The first information I put in came from a box of physical documents that I inherited from my grandparents, and it was nice to get them attached to the right people on the tree. Now I’m going through the “Family Research” folder on my computer, document by document, adding the information as I stumble across it.
The third document down in that folder was a manifest from the ship that brought my great grandmother over from Sicily at the turn of the 20th century. That’s how I saved it, anyway. But now that I have the entire tree mostly mapped out (at least from her generation forward), I recognized a few other names who were on that ship.
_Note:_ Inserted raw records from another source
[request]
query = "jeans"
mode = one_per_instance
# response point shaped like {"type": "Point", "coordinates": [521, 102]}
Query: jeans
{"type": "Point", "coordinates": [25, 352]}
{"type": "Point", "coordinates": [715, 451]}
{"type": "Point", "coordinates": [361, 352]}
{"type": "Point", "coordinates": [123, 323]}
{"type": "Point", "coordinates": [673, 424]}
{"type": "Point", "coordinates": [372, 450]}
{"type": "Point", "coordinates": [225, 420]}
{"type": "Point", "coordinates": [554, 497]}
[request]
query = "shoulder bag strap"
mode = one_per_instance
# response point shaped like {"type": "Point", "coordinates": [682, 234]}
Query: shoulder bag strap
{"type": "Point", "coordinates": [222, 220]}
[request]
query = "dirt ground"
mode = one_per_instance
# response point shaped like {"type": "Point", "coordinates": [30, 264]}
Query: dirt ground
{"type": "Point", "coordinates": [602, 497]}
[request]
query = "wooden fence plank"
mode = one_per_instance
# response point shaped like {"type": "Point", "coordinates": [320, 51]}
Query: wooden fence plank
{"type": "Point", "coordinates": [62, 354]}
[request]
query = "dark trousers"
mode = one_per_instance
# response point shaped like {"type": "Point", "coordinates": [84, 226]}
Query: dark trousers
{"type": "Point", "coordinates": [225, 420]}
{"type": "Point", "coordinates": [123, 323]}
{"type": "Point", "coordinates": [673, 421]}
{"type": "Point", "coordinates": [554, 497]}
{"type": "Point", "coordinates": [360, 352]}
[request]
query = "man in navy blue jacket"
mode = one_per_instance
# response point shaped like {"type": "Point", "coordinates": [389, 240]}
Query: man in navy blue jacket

Her sister and her niece sailed with her, for example, as did several people with my great-grandfather’s surname and at least one other with her own surname. They all came from two tiny little villages in northern Sicily, just west of Messina – villages that may well have been left abandoned by the time WWI rolled around if the rate of emigration held steady, though I know they still exist today so perhaps people moved in. They all moved to a half-mile-square section of South Philadelphia where pretty much everyone was related to them.
The manifest lists all sorts of random information about these people – why the US immigration officers cared about these things is an interesting question. How old each arriving person was. Single or married. Occupation. Literacy. Did they pay for their own ticket? If they had less than $50 cash with them, how much exactly did they have? Where were they going? (Many were heading toward family members who were already here - I recognized a few names and addresses in Philadelphia.) Where did they live before? And at the end there is a broad physical description – height, complexion (“black,” “natural,” and “pale” being the most common entries for all of these Sicilians), eye color and hair color (both overwhelmingly “chestnut”), identifying features, and height.
My great grandmother was 5’3” and she was on the upper end of this group. I extracted information for all of the people who came from those two villages on that ship, and the tallest were two men, one 24 and the other 36, who were 5’5”. The shortest – a 20-year-old man – was 4’6”.
We forget these days how good we have it when it comes to food.
Sicily at the start of the 20th century was a poor and hungry place, where calories could be hard to find. Most of human history is like that. We live in an age of unimaginable plenty compared with the world of our ancestors and our height reflects this nutritional bonanza.
Although even so, we’re still not planning on starting any basketball teams in my family any time soon.
My parents were born immediately post-war in the UK: 5'6" and 5' (barely). My kid brother and I: 6'1", 6'3". To this day, my father has a hard time letting any food go unfinished. Rationing was a big deal.
ReplyDeleteWow - that's stark. I know that rationing didn't end in the UK until around 1957, so they experienced that for most of their childhoods. That does leave a mark.